Their solidarity is not generosity. The “charity-industrial complex” (a structural condition that allows someone like Bill Gates to be currently the major funder of the WHO) – shows that not all aid is politically progressive. So, even if we use the word solidarity to talk about many of the experiences of aid during the pandemic, solidarity remains a very specific form of generosity and linked to a specific work of risk redistribution – that is, solidarity means knowingly taking on the vulnerability that would be otherwise dumped onto someone else.

Their solidarity is not humanitarianism either. As Pia Klemp, the Sea-Watch boat captain, warned “I’m not a humanitarian. I am not there to ‘aid’. I stand in solidarity. We do not need medals. We do not need authorities deciding about who is a ‘hero’ and who is ‘illegal’. In fact they are in no position to make this call, because we are all equal.”19

Pirate Care practices further undo two key dichotomies inherited from previous political moments but that are not serving us well to grasp the present conjuncture:

The first is the dichotomy positing care as the other to technology. As Annemarie Mol put it: “During the twentieth century it was commonly argued that care was other to technology. Care had to do with warmth and love while technology, by contrast, was cold and rational. Care was nourishing, technology was instrumental.… Care (and caring relations) at home, technology (and instrumental relations) in the workplace. A life world here, and a system over there.”20

Instead, pirate care initiatives are often entangled with technologies of various kinds, which they re-adapt and manipulate for their own purposes, and they also highlight different regimes of skilled labour, expertise sharing and knowledge production. The ethics of a pirate care highlight the need to fight against our digital overlords and their extractivism, and reappropriate or build tools, frameworks and infrastructures of their own.

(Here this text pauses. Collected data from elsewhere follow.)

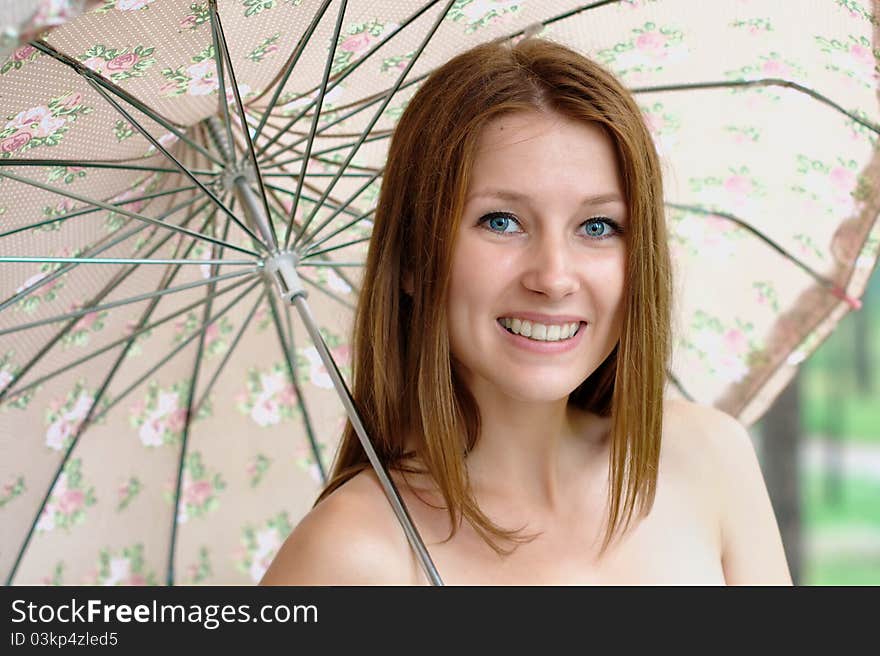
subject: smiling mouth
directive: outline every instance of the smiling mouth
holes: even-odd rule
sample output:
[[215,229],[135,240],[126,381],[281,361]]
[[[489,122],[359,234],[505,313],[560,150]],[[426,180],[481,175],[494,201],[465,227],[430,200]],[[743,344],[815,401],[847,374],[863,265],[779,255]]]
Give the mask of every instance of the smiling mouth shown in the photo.
[[535,342],[564,342],[580,332],[585,325],[583,321],[572,321],[565,324],[546,325],[533,321],[520,319],[501,318],[499,324],[511,335],[525,337]]

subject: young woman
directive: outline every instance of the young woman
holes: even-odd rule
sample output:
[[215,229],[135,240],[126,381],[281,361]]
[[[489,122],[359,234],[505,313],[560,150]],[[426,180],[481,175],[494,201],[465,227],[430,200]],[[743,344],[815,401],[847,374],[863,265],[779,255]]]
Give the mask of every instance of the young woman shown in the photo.
[[[629,92],[481,45],[390,145],[353,396],[446,584],[790,584],[748,433],[664,398],[671,271]],[[263,584],[426,584],[351,424]]]

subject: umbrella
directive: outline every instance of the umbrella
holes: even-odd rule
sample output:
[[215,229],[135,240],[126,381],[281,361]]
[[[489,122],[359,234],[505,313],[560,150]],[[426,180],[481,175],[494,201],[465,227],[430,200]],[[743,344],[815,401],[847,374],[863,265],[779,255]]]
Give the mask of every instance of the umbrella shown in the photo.
[[[259,580],[345,421],[388,139],[540,35],[636,94],[675,257],[668,392],[756,421],[880,250],[877,3],[105,0],[0,64],[0,571]],[[426,574],[439,575],[372,458]]]

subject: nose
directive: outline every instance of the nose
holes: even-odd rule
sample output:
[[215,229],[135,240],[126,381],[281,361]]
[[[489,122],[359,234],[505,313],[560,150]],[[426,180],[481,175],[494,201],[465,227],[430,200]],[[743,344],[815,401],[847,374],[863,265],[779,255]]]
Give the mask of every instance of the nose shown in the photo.
[[546,234],[538,237],[525,257],[523,285],[529,290],[544,294],[550,300],[562,299],[578,290],[575,253],[564,237]]

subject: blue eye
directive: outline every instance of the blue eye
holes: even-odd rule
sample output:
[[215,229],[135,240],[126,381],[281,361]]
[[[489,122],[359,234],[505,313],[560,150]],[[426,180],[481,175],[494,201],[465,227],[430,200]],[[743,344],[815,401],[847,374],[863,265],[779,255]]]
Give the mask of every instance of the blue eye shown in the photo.
[[519,223],[513,216],[504,212],[492,212],[480,219],[481,224],[489,226],[489,230],[498,233],[508,232],[507,227],[511,222]]
[[[507,212],[492,212],[491,214],[486,214],[485,216],[481,217],[477,223],[478,225],[487,226],[490,232],[494,232],[499,235],[513,234],[515,232],[519,232],[517,230],[507,229],[511,225],[511,223],[519,225],[519,221],[517,221],[517,219],[513,215],[508,214]],[[595,230],[591,229],[591,226],[601,225],[603,223],[608,226],[609,231],[602,233],[601,229],[600,232],[596,232]],[[621,228],[616,221],[608,217],[594,217],[592,219],[584,221],[581,226],[586,226],[587,236],[593,237],[594,241],[608,239],[609,237],[613,237],[614,235],[623,234],[623,228]]]
[[[595,232],[592,232],[590,230],[590,226],[600,225],[602,223],[604,223],[605,225],[607,225],[611,229],[611,231],[609,233],[601,235],[601,234],[596,234]],[[623,233],[623,230],[621,230],[620,226],[615,221],[612,221],[609,218],[601,218],[601,219],[594,218],[594,219],[590,219],[588,221],[584,221],[584,223],[582,223],[581,225],[587,226],[587,234],[588,235],[590,235],[591,237],[598,237],[599,239],[607,239],[608,237],[611,237],[613,235],[619,235],[619,234]]]

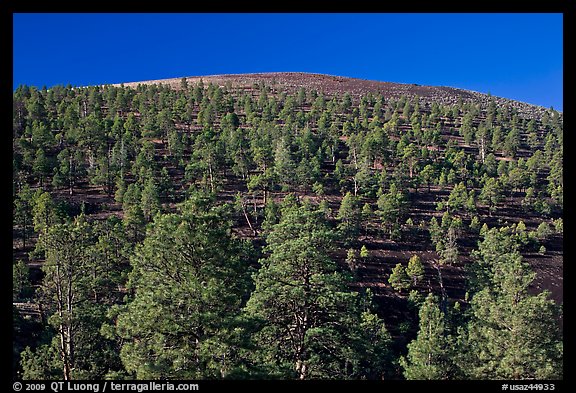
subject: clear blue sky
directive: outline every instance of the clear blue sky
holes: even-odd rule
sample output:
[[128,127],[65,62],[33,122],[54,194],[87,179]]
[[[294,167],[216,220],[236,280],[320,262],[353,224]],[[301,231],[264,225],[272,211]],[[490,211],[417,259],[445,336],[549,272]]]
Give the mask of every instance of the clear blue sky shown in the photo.
[[302,71],[562,110],[562,14],[14,14],[14,79],[83,86]]

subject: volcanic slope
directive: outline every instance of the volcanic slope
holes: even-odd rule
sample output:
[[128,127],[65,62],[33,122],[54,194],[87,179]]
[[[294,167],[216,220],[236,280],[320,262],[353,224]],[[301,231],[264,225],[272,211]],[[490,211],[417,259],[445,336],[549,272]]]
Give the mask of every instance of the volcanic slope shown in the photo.
[[[359,99],[367,93],[375,93],[385,98],[419,97],[428,104],[436,102],[442,105],[454,105],[460,101],[488,105],[490,101],[499,106],[514,108],[519,114],[530,117],[541,117],[546,108],[504,97],[495,97],[476,91],[459,89],[447,86],[425,86],[414,83],[380,82],[366,79],[332,76],[325,74],[312,74],[304,72],[266,72],[254,74],[224,74],[184,77],[188,83],[196,84],[200,81],[206,84],[213,83],[220,87],[233,86],[235,89],[250,91],[254,85],[264,83],[272,89],[296,93],[301,87],[322,92],[327,96],[349,93],[353,98]],[[139,84],[162,84],[174,89],[181,87],[182,78],[158,79],[140,82],[118,83],[114,86],[136,87]]]
[[[425,269],[414,289],[465,301],[466,267],[483,224],[522,232],[522,254],[537,274],[532,290],[550,290],[563,301],[563,119],[557,111],[452,87],[298,72],[19,94],[14,179],[20,183],[14,189],[22,183],[44,189],[71,214],[126,221],[133,206],[122,196],[130,186],[144,192],[153,184],[148,188],[156,187],[165,212],[200,188],[222,202],[239,196],[234,231],[258,248],[265,241],[266,200],[281,203],[294,193],[324,203],[337,227],[350,193],[359,207],[367,206],[365,218],[350,241],[335,243],[333,257],[347,269],[350,249],[359,254],[365,247],[355,285],[371,288],[382,310],[395,311],[382,311],[391,326],[408,312],[407,292],[394,290],[388,279],[413,255]],[[44,108],[27,113],[36,95]],[[64,119],[68,112],[76,118]],[[36,142],[33,121],[42,116],[50,130]],[[37,158],[43,165],[35,165],[34,156],[42,154],[48,163]],[[401,206],[386,206],[382,198],[392,183]],[[456,222],[447,263],[439,263],[446,244],[431,239],[433,218],[447,227]],[[24,247],[19,224],[14,232],[15,259],[25,260],[39,279],[43,261],[31,253],[38,234],[30,231]]]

The second is the dichotomy between autonomy and capitalism and the state as terrains of struggle. This dichotomy echoes long-standing debates and splits on the left, most recently picked up in a polemic between two strands of Marxist feminism: scholars such as Sue Ferguson21 or Marina Vishmidt22, for instance, have criticized the way in which proponents of commoning such as Silvia Federici and Kati Weeks identify the grassroots initiatives of common sustenance such as collective kitchens or workers cooperatives as a space where radical experimentation can take shape, prefiguring alternatives to capitalist systems. The critique here is that these autonomous initiatives continue to operate in a unitary system of capitalist production and social reproduction. But by looking at pirate care processes, a different and non-binary relation appears viable between the practice of autonomy and the demands put on the state, between an investment in decentralized power and the necessity of strategic action. Such grassroots organizing has in the past transformed society-wide systems of care provision: miners’ medical aid societies forged the National Health Service in the UK; the feminist movement has laid the foundations of reproductive health centers in Italy; Black Panthers clinics’ organized resistance to racialized medical testing; and ACT UP’s actions in the 1980s forced the US Food and Drug Administration to change protocols relating to the availability of life-saving trial drugs in the United States, to name a few.

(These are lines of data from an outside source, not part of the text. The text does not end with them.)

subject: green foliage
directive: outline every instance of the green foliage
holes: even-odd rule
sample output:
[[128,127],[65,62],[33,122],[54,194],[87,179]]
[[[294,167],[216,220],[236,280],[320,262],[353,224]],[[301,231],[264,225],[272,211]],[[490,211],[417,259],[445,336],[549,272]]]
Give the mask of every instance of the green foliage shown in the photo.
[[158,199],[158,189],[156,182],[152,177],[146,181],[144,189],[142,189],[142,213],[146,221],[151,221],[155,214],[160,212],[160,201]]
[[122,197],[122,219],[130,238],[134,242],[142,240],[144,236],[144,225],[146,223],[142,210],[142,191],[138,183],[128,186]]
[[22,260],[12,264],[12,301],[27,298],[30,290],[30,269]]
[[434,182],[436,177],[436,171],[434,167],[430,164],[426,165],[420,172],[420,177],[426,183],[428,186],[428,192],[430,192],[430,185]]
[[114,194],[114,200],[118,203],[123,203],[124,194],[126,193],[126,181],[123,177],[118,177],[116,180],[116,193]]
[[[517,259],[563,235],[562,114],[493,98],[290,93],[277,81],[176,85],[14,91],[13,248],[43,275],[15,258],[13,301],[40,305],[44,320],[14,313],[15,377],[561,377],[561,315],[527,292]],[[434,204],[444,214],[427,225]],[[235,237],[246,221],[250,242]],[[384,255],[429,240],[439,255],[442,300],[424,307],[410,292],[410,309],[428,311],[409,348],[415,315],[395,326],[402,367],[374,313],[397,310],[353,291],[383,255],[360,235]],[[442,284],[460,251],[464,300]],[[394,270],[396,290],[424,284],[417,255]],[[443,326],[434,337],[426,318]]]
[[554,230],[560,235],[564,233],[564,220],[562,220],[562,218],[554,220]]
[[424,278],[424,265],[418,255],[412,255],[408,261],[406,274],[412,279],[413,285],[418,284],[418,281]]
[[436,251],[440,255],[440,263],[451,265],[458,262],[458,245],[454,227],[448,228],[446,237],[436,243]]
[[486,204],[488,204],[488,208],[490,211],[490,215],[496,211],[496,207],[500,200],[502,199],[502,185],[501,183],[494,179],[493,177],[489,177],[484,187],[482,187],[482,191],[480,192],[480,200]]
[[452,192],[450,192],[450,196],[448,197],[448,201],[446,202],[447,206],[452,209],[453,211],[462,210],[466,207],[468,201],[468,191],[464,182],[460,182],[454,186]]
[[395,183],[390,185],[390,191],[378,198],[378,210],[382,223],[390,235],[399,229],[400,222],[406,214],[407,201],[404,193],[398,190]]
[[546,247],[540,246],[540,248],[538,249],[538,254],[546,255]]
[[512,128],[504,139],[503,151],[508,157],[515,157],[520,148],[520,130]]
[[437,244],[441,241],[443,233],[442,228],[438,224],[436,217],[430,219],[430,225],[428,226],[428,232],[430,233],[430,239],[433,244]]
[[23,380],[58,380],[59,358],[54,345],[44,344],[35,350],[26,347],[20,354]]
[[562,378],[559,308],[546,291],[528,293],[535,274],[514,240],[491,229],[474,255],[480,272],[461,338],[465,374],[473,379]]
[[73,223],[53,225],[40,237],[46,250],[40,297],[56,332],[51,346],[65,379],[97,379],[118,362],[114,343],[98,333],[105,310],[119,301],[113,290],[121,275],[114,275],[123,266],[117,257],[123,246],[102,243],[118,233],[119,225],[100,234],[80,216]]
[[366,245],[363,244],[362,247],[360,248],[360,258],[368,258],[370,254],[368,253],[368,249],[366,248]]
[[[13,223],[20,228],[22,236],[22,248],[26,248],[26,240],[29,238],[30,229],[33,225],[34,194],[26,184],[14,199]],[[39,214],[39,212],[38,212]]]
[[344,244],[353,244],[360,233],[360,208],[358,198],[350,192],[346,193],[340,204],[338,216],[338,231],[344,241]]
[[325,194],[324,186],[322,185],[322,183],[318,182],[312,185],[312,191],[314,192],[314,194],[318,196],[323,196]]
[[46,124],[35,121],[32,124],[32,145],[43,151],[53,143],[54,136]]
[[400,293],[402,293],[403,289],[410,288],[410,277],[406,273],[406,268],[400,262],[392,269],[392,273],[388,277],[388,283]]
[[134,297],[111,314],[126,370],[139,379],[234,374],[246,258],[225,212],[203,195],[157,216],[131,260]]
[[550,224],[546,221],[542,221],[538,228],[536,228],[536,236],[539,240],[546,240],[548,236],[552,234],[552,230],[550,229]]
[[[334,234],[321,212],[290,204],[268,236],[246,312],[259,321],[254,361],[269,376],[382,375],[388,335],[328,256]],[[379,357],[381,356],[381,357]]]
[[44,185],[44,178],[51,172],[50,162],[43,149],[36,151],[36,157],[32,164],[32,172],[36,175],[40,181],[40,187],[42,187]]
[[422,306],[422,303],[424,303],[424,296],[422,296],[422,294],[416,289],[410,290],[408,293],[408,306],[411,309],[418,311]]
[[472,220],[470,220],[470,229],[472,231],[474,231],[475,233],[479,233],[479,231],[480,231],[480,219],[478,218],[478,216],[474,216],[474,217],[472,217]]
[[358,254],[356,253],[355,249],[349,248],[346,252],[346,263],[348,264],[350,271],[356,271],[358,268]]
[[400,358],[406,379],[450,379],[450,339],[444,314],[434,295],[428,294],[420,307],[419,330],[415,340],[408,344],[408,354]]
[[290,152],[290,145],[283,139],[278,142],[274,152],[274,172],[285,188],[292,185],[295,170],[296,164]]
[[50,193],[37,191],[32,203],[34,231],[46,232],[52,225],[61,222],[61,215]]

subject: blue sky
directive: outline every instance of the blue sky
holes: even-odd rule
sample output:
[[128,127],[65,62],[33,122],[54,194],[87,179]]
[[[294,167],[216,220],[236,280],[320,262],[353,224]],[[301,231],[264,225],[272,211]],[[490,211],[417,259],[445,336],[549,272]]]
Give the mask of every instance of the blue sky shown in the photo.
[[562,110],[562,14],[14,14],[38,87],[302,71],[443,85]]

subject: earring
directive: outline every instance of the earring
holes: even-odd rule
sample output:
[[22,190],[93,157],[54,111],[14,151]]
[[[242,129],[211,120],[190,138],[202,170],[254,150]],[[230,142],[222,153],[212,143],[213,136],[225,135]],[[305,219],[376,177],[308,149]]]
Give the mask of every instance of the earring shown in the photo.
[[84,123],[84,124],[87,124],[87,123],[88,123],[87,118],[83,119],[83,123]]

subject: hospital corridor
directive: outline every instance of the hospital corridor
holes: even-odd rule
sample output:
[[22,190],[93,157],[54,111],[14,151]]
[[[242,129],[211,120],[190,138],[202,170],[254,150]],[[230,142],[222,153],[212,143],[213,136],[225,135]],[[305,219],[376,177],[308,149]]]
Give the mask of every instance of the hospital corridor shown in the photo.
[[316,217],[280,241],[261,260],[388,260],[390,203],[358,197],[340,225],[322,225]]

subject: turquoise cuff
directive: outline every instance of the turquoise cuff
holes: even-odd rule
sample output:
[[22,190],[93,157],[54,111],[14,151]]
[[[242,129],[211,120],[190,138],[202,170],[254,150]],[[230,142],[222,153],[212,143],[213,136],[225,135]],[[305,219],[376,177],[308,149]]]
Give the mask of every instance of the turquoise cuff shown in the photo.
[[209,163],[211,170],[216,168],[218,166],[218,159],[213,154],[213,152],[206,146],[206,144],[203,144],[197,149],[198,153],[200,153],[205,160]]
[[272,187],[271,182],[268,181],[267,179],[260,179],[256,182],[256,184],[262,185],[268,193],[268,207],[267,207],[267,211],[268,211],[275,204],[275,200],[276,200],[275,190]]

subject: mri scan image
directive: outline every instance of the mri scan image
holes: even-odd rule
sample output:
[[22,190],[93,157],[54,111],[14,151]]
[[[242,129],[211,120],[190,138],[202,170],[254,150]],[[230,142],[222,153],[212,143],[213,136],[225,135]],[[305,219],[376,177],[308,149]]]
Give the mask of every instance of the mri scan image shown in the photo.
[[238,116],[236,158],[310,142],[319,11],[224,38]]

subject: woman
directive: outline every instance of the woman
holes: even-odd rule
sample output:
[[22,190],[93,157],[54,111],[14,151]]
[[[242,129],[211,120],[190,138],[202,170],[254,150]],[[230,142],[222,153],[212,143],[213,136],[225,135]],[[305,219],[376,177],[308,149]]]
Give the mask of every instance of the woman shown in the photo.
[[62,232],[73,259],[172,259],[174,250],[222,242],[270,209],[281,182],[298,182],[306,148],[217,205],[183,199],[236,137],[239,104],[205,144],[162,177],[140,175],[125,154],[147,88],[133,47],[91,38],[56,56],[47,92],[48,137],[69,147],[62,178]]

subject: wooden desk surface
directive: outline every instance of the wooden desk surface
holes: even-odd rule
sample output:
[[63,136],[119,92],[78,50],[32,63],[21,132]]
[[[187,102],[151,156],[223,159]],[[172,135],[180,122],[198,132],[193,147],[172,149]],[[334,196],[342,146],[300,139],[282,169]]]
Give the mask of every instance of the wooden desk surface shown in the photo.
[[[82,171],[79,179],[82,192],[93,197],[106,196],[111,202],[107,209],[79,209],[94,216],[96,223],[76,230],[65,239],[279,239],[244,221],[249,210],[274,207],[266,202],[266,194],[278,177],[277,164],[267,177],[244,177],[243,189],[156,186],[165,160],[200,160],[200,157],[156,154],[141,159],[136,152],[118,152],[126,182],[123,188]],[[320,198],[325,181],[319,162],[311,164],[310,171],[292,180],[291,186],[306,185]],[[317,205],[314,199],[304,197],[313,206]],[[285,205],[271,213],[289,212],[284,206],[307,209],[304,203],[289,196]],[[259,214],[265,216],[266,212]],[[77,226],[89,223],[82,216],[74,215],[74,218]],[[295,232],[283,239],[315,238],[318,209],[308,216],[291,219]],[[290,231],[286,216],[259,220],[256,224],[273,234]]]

Finally, under the increasingly violent conditions of emerging neofeudalism, which Jodi Dean described as a system of legal illegality23, pirate care practices are re-politicizing piracy not so much as a move outside of the law, as a libertarian utopia, but as a form of politicization – a prescriptive split24 of the political terrain around a principle to advocate for different foundations and practices of constructing a just world and a good life.